Up front, the commanders of the attack were being pinned down by elf archers.  Percival had prevailed on Gerraint’s fairy messenger to seek out Deerrunner and his troop to meet them at the fort.  He picked up Bedwyr on the way, and with Ederyn only a half day behind, he only hoped to arrive in time.  The only trouble was two of every three men were foot soldiers.  When Ederyn caught up with a forced march, that gave Percival three hundred on horseback.  The six hundred foot soldiers would need rest, even those not on the forced march, but Percival became determined to waste no more time.  He and Bedwyr rode off into the night.  They imagined the footmen might arrive sometime late the next day.

Deerrunner managed to pin down the commanders for the frontal assault.  No amount of circling around was able to fool the elves, though the Scots did not know who they were.  The Scots imagined they were some of the men who harassed the tower construction and sent a troop of horse men to roust them out.  But the horsemen were slain with inhuman skill, the elves rarely needing more than one arrow to finish the job, and the Scots still could not move.

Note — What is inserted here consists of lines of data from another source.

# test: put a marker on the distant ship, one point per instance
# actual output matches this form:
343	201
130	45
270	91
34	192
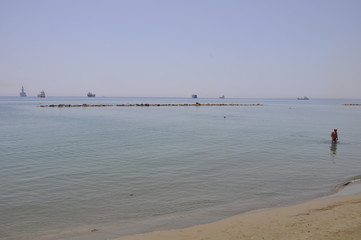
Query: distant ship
41	94
91	94
22	93
303	98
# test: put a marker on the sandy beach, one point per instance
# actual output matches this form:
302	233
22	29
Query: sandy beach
330	218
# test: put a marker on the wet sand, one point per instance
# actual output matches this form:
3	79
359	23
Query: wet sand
330	218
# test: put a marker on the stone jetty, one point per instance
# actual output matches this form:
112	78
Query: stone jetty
152	105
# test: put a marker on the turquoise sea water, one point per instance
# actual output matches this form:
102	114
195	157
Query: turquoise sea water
124	170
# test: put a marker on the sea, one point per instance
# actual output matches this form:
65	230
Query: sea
99	173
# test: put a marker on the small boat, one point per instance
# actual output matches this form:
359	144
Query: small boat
91	94
22	93
303	98
41	94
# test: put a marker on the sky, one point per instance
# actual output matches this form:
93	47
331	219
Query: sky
176	48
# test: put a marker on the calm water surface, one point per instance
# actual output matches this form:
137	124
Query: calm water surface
124	170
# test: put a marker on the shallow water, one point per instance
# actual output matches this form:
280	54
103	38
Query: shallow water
133	169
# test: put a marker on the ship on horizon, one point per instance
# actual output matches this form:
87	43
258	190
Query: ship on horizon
22	93
303	98
90	94
41	94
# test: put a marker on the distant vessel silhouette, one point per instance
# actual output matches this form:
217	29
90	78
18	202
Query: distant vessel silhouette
91	94
41	94
303	98
22	93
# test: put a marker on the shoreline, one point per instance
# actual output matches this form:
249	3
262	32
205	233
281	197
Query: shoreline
333	217
155	105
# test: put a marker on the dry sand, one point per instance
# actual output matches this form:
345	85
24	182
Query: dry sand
331	219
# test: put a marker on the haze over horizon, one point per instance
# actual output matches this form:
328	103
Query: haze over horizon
240	49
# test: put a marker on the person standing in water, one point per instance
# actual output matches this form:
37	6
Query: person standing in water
334	136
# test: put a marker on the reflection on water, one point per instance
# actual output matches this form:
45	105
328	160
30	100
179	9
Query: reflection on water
333	148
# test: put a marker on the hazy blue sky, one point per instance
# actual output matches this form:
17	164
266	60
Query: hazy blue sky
176	48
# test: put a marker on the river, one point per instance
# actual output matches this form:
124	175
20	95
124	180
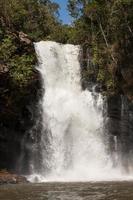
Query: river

Somehow, word went out to the line officers, and the attack began, but things did not go as well for the Scots at the front gate as they might have gone.  The fort, built like many forts in the day, had stone six feet high and whole logs rising another ten feet above that with a walkway on the back, also wood, four feet from the top.

The Scots had three catapults, not the small, portable ones Arthur and Gerraint so cleverly devised, but good old fashioned clunkers.  They might have done some real damage heaving stones into the fort.  They might have been a real problem heaving stones against the wooden part of the wall.  But the Scots were so impressed with the damage and terror caused by Arthur’s pitch and tar mix, they tried to do the same.  They did not have Arthur’s formula for the oil and grease mess that spattered fire and could not be put out with water, but they did their best with pine branches full of tars and resins.  Most shots hit the wall, whether intended or not, and they did set sections of the wall aflame.